The capital adequacy ratio (CAR) of universal and commercial banks (U/KBs) at end-June 2012 stood at 16.87 percent and 17.96 percent on solo and consolidated basis, respectively.
With the end-June 2012 ratios practically similar to the figures a quarter earlier, U/KBs’ CAR continues to surpass the ten percent domestic regulatory minimum and the eight percent international norm.
The industry’s ratios for Tier 1, which generally represents high-quality capital, also remain high at 14.33 percent and 14.46 on solo and consolidated basis.
The industry maintained its CAR levels despite the rise in its risk-weighted assets (RWA) of 2.15 and 2.08 percent on solo and consolidated basis in the second quarter. U/KBs did this by also increasing their qualified capital by 2.26 percent and 1.83 percent, respectively.
The industry positioned its CAR level well by building-up capital to support an increase in assumed risks. Banks either retained earnings or issued capital instruments to match the rise in their RWAs.
RWAs rose due to higher corporate and consumer loans and to investments in debt securities issued by unrated counterparties. The rise in lending can be attributed to the low interest rate environment.

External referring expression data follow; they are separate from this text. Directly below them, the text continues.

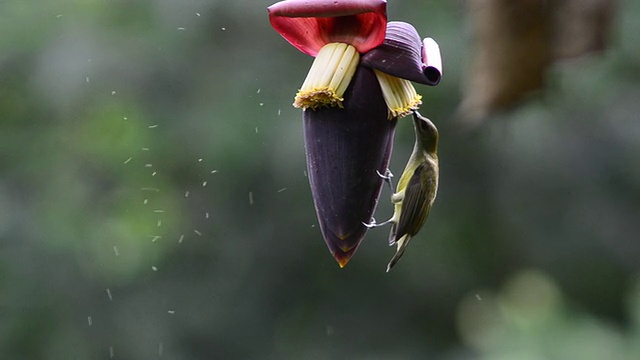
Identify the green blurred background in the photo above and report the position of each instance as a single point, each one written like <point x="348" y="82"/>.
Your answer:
<point x="154" y="204"/>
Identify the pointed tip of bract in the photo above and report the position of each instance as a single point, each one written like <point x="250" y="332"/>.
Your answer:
<point x="343" y="248"/>
<point x="342" y="261"/>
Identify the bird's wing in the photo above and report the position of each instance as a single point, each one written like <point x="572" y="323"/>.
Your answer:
<point x="417" y="201"/>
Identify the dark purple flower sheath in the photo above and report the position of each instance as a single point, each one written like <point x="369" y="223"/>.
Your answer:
<point x="357" y="88"/>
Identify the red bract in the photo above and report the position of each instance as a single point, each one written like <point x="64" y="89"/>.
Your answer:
<point x="310" y="24"/>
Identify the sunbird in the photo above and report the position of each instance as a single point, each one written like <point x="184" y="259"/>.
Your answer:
<point x="416" y="190"/>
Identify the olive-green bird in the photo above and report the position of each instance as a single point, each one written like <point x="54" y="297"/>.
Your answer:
<point x="416" y="189"/>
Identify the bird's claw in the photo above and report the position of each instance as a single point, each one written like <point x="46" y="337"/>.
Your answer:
<point x="387" y="174"/>
<point x="370" y="225"/>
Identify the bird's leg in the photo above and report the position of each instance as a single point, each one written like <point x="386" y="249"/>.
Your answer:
<point x="387" y="178"/>
<point x="373" y="223"/>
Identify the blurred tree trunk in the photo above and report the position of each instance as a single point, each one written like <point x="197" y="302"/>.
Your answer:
<point x="516" y="41"/>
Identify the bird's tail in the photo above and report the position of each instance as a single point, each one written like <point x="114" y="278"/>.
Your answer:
<point x="402" y="244"/>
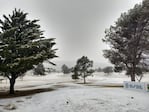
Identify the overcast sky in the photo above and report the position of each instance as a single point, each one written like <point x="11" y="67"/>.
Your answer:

Prudential regulations on banks’ risk-based capital are essential to the country’s Financial Stability (FS) initiatives because a well capitalized banking system enables the industry to better absorb unexpected losses especially in times of stress. This mitigates systemic risks that undermine the country’s FS.
The Bangko Sentral ng Pilipinas continues to align prudential regulations on capital with international standards to strengthen individual banks and to enhance the system’s capacity to weather potential systemic risks.